One of the many nefarious goals of the Trump administration, both domestically and on the international stage, is to inculcate a sense of learned helplessness in its opponents - and even in its supposed allies. Trump and his apologists repeatedly seek to assert such power and demonstrate such visible contempt for anything others hold dear in such a chaotic way that opponents start to think resistance is at best highly risky and at worst totally futile.
This playbook is apparent in pretty much everything the Trump administration does - witness the revelling in the brazen breaches of international law at the heart of the US resource grab in Venezuela - but it is particularly obvious in its approach to climate change and the environment. The full spectrum contempt for climate action evident in the withdrawal from the UNFCCC is designed to create a self-fulfilling prophecy, where talk of an 'ESG backlash' and assertions that decarbonisation is pointless prompt businesses and the public to comply in advance and roll back environmental efforts even when they are not required to do so.
But it does not have to be this way.
There is no point being delusionaly optimistic in the face of these challenges. US isolationism, obstructionism, and imperialism present a grave threat to global climate action. There are huge obstacles in the way of a Venezuelan oil boom - obstacles the Trump administration is trying to wish away - but any uplift in oil production threatens a further increase in emissions at a time when they are meant to be falling if there is to be any hope of averting some of the worst climate scenarios. It will become far harder to convince carbon intensive economies to invest in decarbonisation if the world's largest historic emitter by a country mile will not even turn up at UN climate talks. Military adventures and the chaos they engender are a less than ideal backdrop for executing a global green industrial revolution.
But it is critical to remember there are still actions governments, businesses, and individuals can take to cut emissions and accelerate the clean technology transition. Which brings us back to the dog food and the aircraft.
New research yesterday revealed that while dog food may be responsible for a mind-blowing one per cent of UK emissions, the carbon intensity of different dog food products varies enormously. Different consumer choices, aided by better labelling or even modest regulation, could unlock massive emissions savings with little to no impact on the well-being of any dog or its owner.
At a more industrial level, separate research this week explained how proven technologies and approaches could more than halve global aviation emissions if only airlines would deploy them. Trump cannot stop airlines opting for the most efficient aircraft models or configuring planes to improve passenger carbon footprints.

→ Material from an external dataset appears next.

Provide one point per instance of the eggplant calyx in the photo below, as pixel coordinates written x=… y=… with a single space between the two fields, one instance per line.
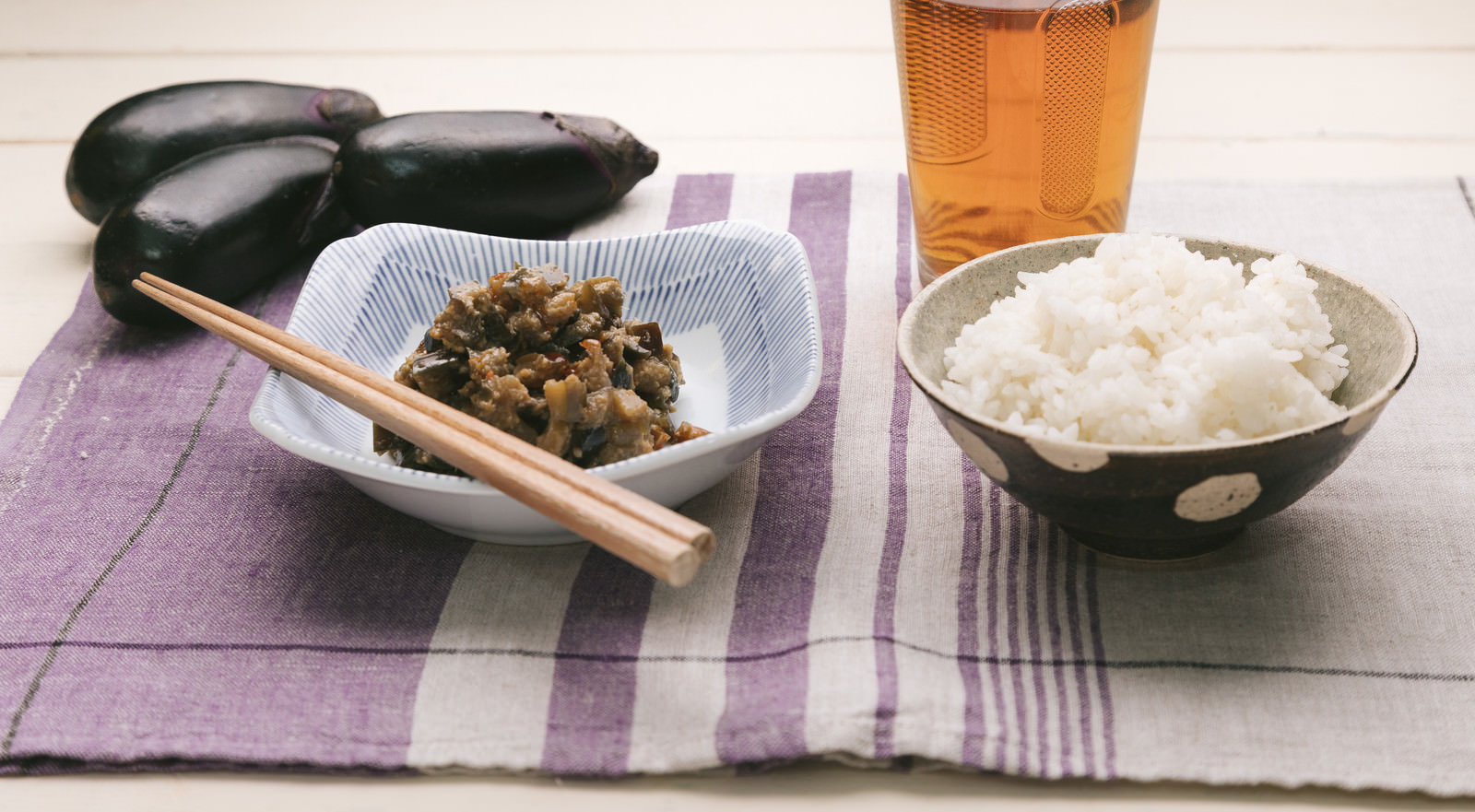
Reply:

The same pattern is evident in multiple sectors as clean technologies, efficiency measures, and climate resilience upgrades offer clear commercial and economic benefits. Meanwhile, CDP yesterday published its annual A list report, providing a timely reminder that, for all the talk of an ESG backlash, investors with $127tr of assets want more environmental data from corporates, and companies with over half of global market capitalisation are trying to provide it. They are doing so because climate risks and clean tech opportunities are real, regardless of what the US President says to the contrary.

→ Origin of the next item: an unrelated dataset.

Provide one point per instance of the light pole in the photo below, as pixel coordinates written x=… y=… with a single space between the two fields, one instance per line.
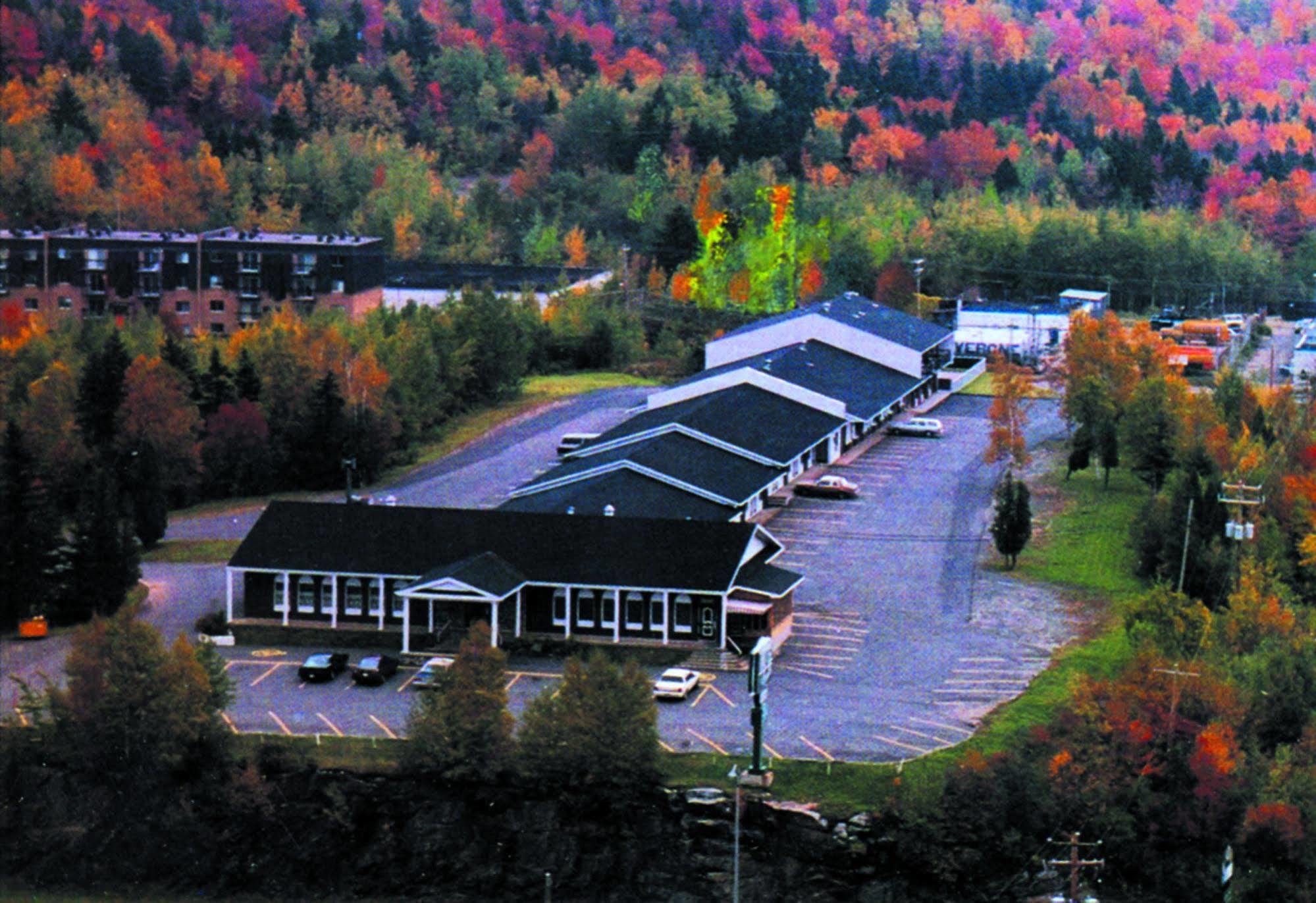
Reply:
x=735 y=776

The news cycle at the start of this year has been almost unbearably bleak, but it is critical to remember that no organisation is helpless in the face of attacks on climate action, even when those attacks emanate from some of the most powerful people in the world. Governments and businesses will understandably want to tread carefully when dealing with a Trump administration that increasingly behaves like a rogue state. But it is possible to continue to take steps to cut emissions without antagonising the President - just witness the clean tech investments of many of the Silicon Valley companies that have so visibly sought to ingratiate themselves with the man in the White House. The political zeitgeist in favour of sustainability will swing back again, because reality will always assert itself eventually. But in the meantime action can, and must, still be taken.